Welcome, de Philippe Lioret (2009), avec Vincent Lindon, Firat Ayverdi et Audrey Dana DVD Warner Home Video.

23/12/2013

Plein Soleil, de René Clément

Le film qui fit de Delon une vedette

Plein Soleil

Alain Delon a vingt-cinq ans quand René Clément lui donne sa chance en lui offrant le premier rôle dans Plein Soleil, un thriller adapté d’un roman de Patricia Higsmith. Le réalisateur exploite la beauté ténébreuse du jeune acteur et fait de lui un criminel diabolique au sourire carnassier, qui jalouse le personnage joué par Maurice Ronet.

            Plein Soleil est le film qui, en 1960, fit d’Alain Delon une vedette. Depuis, l’acteur rend régulièrement hommage au réalisateur René Clément de l’avoir choisi pour le rôle principal ; ce qui allait donner un coup d’accélérateur à sa carrière. Le film est tiré de Monsieur Ripley (The Talented Mr Ripley), un roman de Patricia Highsmith, auteur à succès de thrillers, parmi lesquels L’Inconnu du Nord-Express (Strangers on a train) adapté au cinéma, quelques années auparavant, par Hitchcock.

plein soleil,rené clément,delon,maurice ronet,marie laforêt,romy schneiderPlein Soleil est d’abord un beau spectacle.
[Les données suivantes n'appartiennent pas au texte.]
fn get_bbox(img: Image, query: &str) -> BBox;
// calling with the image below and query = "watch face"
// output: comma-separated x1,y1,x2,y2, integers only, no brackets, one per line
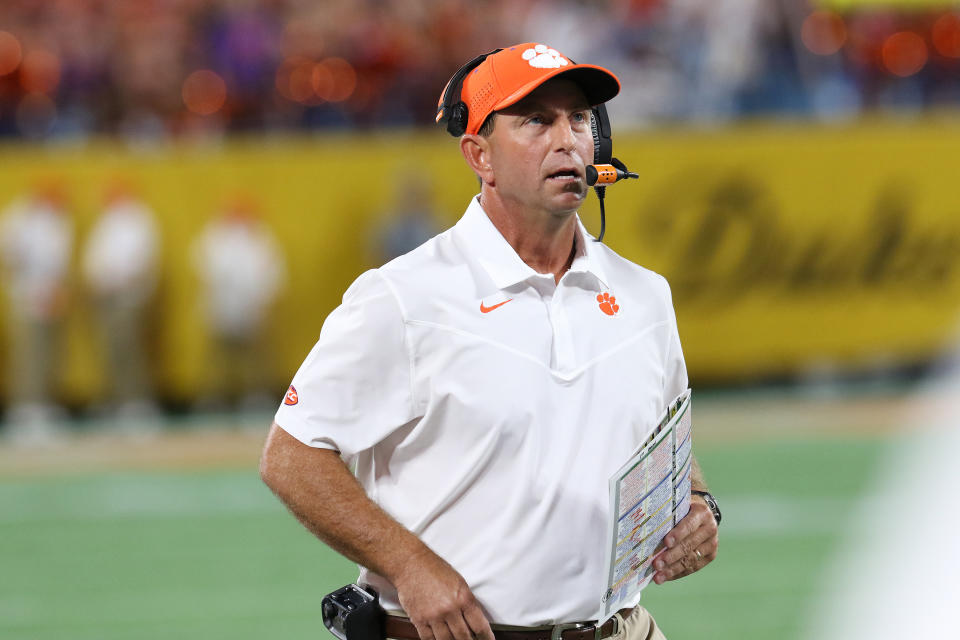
704,494,721,525
694,491,721,525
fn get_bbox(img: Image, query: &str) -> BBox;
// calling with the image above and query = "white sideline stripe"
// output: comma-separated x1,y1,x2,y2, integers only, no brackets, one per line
0,481,855,534
719,495,853,535
0,477,280,523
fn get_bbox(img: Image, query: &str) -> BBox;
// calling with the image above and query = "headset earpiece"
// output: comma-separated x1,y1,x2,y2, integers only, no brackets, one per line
447,102,469,137
591,104,613,166
437,49,502,137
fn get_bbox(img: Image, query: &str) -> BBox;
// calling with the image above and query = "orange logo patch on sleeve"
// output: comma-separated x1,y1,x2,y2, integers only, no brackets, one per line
284,385,299,406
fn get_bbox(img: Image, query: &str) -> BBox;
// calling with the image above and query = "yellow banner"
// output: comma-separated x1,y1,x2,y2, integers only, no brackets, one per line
1,121,959,405
604,121,960,382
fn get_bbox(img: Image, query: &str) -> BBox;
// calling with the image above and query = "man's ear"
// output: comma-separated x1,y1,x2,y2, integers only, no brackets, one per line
460,134,494,185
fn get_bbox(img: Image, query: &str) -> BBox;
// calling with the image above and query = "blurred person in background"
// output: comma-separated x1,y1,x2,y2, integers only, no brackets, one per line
193,195,285,412
0,180,72,441
372,172,440,265
82,179,160,425
521,0,790,126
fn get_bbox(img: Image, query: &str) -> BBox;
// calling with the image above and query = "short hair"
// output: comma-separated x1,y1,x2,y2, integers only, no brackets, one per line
478,112,496,137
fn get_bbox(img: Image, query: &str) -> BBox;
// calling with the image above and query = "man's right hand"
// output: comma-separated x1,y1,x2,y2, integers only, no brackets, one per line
260,426,493,640
393,548,495,640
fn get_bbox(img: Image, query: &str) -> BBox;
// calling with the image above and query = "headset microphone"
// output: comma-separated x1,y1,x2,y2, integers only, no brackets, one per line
585,162,639,187
589,105,637,243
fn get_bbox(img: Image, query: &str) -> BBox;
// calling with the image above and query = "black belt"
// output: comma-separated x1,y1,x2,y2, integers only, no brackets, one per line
385,608,632,640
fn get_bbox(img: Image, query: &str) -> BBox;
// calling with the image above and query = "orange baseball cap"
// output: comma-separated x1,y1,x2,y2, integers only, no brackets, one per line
437,43,621,136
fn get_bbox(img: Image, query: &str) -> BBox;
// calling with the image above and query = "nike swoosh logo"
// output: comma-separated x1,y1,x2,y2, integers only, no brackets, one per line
480,299,512,313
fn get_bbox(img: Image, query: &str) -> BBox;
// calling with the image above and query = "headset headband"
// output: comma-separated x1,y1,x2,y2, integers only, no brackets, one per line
436,49,502,137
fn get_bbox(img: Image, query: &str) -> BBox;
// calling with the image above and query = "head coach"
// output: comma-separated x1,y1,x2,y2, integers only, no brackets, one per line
260,43,720,640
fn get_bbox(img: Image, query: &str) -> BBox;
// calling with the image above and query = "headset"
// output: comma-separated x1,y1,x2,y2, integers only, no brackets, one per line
436,49,502,137
436,49,637,242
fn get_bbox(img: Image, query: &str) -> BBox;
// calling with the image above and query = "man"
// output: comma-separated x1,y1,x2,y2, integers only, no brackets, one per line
193,195,285,409
261,43,719,640
0,180,72,440
83,180,160,421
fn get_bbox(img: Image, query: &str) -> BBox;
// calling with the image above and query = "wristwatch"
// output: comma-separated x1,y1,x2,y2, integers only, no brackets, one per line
691,490,721,526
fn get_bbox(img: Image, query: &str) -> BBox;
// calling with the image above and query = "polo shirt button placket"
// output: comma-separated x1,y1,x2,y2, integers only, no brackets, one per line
547,283,577,373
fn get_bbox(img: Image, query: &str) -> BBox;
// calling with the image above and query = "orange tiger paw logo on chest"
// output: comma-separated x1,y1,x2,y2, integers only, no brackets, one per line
597,292,619,316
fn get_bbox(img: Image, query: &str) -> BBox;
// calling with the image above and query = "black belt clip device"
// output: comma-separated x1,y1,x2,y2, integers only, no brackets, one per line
322,584,385,640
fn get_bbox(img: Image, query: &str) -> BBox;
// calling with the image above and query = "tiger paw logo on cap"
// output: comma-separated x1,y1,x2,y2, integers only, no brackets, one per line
522,44,569,69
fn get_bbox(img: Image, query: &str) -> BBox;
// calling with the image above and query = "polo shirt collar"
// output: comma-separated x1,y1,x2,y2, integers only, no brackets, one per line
568,217,610,291
455,195,609,292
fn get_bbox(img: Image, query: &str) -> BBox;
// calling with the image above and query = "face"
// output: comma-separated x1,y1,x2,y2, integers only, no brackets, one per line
484,78,594,219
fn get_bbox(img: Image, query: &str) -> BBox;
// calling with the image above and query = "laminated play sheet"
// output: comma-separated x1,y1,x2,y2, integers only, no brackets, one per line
598,389,692,621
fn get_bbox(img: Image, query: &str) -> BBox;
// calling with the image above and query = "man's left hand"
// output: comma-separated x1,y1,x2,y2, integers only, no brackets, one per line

Chose rare pour un film français de l’époque qui ne soit pas une reconstitution en costumes, il a été tourné en couleurs. Le Technicolor nous offre des couleurs vives et éclatantes ; il nous permet de mieux ressentir la chaleur de l’été en Italie, où se déroule l’action. La couleur met aussi en valeur le physique d’Alain Delon. L’acteur a alors vingt-cinq ans, et René Clément, apparemment convaincu que sa jeunesse et sa beauté crèveront l’écran, nous le montre allègrement torse nu, tenant la barre d’un yacht au milieu des flots, sous un ciel bleu azur.

Sur le plan physique, Delon est en compétition avec son grand ami dans la vie, Maurice Ronet, son aîné de quelques années. Ronet joue le rôle de Philip Greenleaf, un fils à papa, fortuné et séducteur, que Delon, dans le rôle de Tom Ripley, doit ramener à la maison à la demande de son père. Mais Tom convoite la fortune et la fiancée de Philip. Il le jalouse au point de passer à l’acte. Plein Soleil c’est un peu l’histoire de Caïn et Abel. Il est d’ailleurs troublant de savoir que Delon et Ronet retrouveront les mêmes types de personnages et de situation, huit ans plus tard, dans La Piscine de Jacques Deray. Marie Laforêt joue le rôle de la fiancée de Philipp, tandis que Romy Schneider, qui vit alors une idylle avec Alain Delon, fait une courte apparition au début du film.

Le prétendu manque de style de René Clément

Les Cahiers du cinéma, François Truffaut en tête, reprochaient à Clément son manque de style. Il est vrai qu’on n’identifie pas immédiatement un film de Clément, alors que par exemple on reconnaît du premier coup un film de Jean-Pierre Melville à son style dépouillé à la limite de l’épure. Mais, qu’importe ! Plein Soleil est un film très efficace et c’est ce qui compte. Par ailleurs on ne peut qu’admirer la maîtrise dont Clément fait preuve dans la réalisation et dans la direction d’acteurs.

L’image est soignée, elle est belle à regarder ; et Clément a compris, au-delà de l’aspect physique, le potentiel qu’il y avait dans le jeu de Delon. Avant Plein Soleil, l’acteur était déjà un jeune premier du cinéma, mais il n’était pas encore une vedette pleine et entière. Et surtout, il paraissait destiné aux rôles de jeune héros romantique, comme dans Christine de Gaspard-Huit. Avec Clément, il montre que sa beauté ténébreuse et son sourire carnassier lui permettent d’incarner des personnages d’une autre dimension. Monsieur Ripley est un criminel, mais il est jeune, beau, séduisant et élégant, de telle sorte que le spectateur peut s’identifier à lui ; il y a là quelque chose de presque diabolique. Le personnage de Tom Ripley annonce les rôles que Delon jouera plus tard pour Visconti, Melville ou Losey.

 

Plein Soleil de René Clément (1960), avec Alain Delon, Maurice Ronet et Marie Laforêt, DVD Studio Canal.